In the bright noon sunlight the bungalow was unchanged since the previous morning. Willett’s clothing bore no disarrangement beyond certain smudges and worn places at the knees, and only a faint acrid odour reminded Mr. Ward of what he had smelt on his son that day he was taken to the hospital. The doctor’s flashlight was missing, but his valise was safely there, as empty as when he had brought it.
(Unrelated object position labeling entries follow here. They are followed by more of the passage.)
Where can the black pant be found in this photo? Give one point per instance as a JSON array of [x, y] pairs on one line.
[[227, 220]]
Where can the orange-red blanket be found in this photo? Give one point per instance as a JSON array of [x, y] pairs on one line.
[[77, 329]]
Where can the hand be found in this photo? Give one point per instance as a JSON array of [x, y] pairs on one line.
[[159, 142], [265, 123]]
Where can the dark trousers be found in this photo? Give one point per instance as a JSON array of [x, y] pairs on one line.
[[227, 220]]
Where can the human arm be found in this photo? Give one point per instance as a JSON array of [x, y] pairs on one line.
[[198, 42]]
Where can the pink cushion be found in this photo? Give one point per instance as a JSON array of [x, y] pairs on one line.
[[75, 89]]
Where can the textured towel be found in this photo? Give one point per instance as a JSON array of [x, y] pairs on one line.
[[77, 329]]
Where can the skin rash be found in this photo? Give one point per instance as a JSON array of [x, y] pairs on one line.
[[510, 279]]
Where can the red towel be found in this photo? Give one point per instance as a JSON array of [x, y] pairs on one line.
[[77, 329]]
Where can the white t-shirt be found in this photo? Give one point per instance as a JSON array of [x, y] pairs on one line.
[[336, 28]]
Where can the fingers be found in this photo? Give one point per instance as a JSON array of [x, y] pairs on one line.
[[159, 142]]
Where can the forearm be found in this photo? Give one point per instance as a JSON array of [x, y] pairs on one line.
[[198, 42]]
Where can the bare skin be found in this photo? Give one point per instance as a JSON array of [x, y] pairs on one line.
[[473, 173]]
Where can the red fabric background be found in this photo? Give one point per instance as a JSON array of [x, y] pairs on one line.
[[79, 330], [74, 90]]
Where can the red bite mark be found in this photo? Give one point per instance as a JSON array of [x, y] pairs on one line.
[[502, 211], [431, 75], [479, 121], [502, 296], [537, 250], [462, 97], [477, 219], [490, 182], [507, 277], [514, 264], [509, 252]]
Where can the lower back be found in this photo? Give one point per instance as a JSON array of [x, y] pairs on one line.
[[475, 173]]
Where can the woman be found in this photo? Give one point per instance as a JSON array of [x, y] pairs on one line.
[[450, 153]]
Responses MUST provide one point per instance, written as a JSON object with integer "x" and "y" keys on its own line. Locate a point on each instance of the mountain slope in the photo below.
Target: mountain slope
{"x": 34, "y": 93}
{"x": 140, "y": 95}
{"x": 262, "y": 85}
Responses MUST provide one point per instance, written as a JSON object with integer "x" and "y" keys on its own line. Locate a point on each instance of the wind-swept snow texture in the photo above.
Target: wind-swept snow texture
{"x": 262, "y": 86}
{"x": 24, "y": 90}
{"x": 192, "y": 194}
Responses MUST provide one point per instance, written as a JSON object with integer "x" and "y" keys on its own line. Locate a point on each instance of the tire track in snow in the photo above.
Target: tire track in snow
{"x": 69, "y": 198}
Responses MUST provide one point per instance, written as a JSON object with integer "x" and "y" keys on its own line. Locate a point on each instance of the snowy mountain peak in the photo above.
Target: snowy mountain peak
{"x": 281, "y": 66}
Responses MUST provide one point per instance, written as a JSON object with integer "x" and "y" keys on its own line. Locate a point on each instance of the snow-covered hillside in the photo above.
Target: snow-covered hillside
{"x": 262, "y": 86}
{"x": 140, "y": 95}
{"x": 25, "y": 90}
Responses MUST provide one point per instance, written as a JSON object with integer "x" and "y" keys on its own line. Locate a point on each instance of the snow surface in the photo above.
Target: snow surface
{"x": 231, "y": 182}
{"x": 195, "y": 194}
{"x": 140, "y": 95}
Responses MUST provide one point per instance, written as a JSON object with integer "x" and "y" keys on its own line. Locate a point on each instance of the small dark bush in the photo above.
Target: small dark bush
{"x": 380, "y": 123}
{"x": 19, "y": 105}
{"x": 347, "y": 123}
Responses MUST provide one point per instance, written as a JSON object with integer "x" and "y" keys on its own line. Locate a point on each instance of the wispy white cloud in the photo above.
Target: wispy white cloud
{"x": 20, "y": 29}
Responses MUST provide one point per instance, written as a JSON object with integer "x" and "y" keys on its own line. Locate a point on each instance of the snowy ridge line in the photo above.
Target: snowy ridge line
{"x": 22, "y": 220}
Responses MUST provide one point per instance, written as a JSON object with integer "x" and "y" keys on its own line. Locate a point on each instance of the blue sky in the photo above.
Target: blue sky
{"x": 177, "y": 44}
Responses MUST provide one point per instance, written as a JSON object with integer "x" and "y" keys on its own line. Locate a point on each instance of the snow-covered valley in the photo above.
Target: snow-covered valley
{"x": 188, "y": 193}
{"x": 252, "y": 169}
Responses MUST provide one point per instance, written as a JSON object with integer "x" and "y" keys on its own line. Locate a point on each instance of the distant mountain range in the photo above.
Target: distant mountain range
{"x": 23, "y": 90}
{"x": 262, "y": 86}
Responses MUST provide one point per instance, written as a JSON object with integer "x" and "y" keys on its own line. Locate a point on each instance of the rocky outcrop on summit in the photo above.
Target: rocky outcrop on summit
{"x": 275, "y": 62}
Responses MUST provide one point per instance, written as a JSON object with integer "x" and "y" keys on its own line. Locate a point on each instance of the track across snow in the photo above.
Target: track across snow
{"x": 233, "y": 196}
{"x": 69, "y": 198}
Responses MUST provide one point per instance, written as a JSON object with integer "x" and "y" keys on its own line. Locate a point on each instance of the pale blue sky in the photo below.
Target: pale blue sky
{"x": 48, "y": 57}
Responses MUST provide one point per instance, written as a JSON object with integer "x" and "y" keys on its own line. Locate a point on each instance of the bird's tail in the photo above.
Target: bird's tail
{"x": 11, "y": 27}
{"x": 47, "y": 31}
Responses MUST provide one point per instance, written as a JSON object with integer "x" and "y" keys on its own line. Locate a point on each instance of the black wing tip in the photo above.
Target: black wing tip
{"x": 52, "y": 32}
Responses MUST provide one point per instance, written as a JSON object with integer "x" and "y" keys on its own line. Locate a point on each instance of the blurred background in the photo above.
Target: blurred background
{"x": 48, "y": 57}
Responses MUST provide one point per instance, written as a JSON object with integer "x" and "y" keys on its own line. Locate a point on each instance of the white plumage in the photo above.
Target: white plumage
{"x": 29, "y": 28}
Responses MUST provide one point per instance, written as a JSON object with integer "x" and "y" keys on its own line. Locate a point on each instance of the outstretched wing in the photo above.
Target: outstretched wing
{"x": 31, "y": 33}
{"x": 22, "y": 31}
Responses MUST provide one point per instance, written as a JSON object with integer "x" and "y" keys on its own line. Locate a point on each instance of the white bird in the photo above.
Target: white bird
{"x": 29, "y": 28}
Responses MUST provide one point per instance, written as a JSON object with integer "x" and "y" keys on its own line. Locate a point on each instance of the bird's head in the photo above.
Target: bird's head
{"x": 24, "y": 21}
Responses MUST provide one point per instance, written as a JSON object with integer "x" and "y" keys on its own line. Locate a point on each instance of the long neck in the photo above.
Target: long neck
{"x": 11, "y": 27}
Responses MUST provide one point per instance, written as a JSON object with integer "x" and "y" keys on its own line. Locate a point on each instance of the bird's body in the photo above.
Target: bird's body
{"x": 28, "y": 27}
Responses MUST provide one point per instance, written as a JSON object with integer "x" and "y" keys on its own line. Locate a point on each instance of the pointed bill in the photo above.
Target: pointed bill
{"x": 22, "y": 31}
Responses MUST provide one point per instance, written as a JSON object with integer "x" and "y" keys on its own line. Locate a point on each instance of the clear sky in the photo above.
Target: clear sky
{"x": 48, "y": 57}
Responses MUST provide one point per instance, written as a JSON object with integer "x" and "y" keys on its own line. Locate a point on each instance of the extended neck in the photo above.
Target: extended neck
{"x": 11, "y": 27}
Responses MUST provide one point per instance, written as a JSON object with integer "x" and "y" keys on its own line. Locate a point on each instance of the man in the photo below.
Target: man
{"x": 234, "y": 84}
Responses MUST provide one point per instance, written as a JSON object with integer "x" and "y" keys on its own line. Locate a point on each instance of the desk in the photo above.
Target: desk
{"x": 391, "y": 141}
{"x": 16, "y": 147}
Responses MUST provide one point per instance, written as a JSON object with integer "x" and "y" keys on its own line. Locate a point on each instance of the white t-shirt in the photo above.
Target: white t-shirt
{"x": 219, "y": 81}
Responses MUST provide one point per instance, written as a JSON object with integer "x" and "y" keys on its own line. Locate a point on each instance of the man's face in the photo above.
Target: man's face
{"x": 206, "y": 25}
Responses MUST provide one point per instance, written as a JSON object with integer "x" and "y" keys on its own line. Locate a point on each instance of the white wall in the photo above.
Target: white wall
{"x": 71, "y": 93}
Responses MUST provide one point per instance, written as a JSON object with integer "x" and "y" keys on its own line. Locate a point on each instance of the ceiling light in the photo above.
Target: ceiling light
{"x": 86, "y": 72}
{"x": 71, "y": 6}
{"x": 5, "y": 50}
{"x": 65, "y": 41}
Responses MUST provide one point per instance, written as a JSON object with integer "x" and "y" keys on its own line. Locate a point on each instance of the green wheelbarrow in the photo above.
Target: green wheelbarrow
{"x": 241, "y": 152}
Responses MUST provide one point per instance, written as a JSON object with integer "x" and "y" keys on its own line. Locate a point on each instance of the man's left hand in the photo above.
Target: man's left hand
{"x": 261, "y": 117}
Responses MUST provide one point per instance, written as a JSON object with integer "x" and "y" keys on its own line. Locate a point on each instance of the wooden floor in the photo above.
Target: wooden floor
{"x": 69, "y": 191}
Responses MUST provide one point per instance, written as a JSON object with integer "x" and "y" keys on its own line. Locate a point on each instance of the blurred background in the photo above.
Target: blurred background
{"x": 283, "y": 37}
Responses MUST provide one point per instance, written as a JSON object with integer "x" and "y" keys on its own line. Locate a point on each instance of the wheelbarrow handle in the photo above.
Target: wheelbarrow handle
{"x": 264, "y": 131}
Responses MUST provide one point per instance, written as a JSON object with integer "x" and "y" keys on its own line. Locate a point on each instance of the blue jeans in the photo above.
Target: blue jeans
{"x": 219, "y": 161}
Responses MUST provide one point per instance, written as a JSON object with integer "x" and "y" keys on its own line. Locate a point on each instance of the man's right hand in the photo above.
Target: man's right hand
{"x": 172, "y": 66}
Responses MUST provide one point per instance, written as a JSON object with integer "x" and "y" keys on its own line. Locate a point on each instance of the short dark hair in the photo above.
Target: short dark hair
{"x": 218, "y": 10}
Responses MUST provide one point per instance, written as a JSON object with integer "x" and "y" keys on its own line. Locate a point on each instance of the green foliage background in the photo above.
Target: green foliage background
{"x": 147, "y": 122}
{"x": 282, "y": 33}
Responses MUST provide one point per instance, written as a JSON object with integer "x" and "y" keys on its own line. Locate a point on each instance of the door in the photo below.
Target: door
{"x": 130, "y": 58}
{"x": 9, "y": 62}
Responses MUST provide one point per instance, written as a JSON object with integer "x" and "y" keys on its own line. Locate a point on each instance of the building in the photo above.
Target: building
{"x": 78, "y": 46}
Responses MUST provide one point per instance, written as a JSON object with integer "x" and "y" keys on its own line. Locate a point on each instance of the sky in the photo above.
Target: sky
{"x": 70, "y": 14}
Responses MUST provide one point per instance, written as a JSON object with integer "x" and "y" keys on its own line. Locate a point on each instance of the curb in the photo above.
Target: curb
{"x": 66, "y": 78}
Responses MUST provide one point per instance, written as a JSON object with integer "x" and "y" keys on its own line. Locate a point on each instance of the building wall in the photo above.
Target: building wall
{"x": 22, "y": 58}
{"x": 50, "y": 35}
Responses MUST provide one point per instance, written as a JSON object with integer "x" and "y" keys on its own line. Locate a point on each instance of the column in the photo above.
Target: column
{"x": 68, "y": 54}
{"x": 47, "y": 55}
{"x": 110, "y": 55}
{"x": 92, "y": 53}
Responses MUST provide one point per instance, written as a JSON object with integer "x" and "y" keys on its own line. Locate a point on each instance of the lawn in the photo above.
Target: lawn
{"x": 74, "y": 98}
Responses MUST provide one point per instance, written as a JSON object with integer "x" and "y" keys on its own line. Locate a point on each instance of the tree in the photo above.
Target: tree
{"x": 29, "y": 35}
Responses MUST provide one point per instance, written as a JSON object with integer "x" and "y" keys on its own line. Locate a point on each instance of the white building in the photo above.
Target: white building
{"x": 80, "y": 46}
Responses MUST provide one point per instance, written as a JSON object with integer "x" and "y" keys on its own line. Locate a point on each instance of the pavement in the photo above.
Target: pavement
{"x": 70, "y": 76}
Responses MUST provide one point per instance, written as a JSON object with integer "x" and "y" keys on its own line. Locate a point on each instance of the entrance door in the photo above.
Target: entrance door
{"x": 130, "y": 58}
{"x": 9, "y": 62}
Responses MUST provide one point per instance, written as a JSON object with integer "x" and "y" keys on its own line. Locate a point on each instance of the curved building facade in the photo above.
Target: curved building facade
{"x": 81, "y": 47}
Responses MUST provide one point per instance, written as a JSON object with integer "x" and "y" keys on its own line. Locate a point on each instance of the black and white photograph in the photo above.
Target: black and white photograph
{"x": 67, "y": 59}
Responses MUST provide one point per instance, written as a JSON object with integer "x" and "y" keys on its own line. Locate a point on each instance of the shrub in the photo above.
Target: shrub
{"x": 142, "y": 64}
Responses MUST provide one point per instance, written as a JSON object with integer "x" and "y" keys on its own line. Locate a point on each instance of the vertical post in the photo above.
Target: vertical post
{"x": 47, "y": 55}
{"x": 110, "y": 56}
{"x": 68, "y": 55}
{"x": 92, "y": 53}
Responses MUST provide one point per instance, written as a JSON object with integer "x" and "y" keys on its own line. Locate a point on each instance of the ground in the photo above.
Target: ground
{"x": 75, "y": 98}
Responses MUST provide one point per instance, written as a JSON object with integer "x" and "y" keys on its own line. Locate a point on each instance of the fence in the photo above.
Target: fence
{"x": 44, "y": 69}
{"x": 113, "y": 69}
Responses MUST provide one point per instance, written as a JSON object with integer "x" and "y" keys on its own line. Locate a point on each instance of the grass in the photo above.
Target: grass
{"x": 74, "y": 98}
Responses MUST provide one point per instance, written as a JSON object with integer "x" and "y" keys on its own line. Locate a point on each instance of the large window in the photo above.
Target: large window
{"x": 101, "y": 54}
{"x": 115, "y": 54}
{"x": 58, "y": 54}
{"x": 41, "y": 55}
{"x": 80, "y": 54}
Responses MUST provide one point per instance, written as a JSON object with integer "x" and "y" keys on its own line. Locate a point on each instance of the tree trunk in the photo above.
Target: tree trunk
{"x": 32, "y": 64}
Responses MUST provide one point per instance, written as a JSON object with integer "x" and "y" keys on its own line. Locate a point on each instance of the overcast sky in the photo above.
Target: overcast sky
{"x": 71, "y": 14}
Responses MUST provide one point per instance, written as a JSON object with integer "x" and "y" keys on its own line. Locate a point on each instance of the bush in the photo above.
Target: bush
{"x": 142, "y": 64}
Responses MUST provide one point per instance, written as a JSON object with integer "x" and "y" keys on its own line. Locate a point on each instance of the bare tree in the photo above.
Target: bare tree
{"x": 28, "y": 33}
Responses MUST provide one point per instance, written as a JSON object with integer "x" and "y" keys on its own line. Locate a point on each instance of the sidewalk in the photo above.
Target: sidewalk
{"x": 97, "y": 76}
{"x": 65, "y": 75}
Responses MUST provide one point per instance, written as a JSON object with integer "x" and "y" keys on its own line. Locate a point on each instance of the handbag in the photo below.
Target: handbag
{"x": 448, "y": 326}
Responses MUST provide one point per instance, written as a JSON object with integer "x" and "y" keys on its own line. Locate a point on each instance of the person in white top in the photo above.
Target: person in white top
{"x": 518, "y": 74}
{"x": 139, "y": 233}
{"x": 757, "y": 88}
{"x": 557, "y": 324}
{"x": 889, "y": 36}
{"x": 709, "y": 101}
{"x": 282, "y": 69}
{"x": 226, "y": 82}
Before indulging in any explanations, and obviously with great moral effort, Willett staggered dizzily down to the cellar and tried the fateful platform before the tubs. It was unyielding. Crossing to where he had left his yet unused tool satchel the day before, he obtained a chisel and began to pry up the stubborn planks one by one. Underneath the smooth concrete was still visible, but of any opening or perforation there was no longer a trace. Nothing yawned this time to sicken the mystified father who had followed the doctor downstairs; only the smooth concrete underneath the planks—no noisome well, no world of subterrene horrors, no secret library, no Curwen papers, no nightmare pits of stench and howling, no laboratory or shelves or chiselled formulae, no. . . . Dr. Willett turned pale, and clutched at the younger man. “Yesterday,” he asked softly, “did you see it here . . . and smell it?” And when Mr. Ward, himself transfixed with dread and wonder, found strength to nod an affirmative, the physician gave a sound half a sigh and half a gasp, and nodded in turn. “Then I will tell you,” he said.
So for an hour, in the sunniest room they could find upstairs, the physician whispered his frightful tale to the wondering father. There was nothing to relate beyond the looming up of that form when the greenish-black vapour from the kylix parted, and Willett was too tired to ask himself what had really occurred. There were futile, bewildered head-shakings from both men, and once Mr. Ward ventured a hushed suggestion, “Do you suppose it would be of any use to dig?” The doctor was silent, for it seemed hardly fitting for any human brain to answer when powers of unknown spheres had so vitally encroached on this side of the Great Abyss. Again Mr. Ward asked, “But where did it go? It brought you here, you know, and it sealed up the hole somehow.” And Willett again let silence answer for him.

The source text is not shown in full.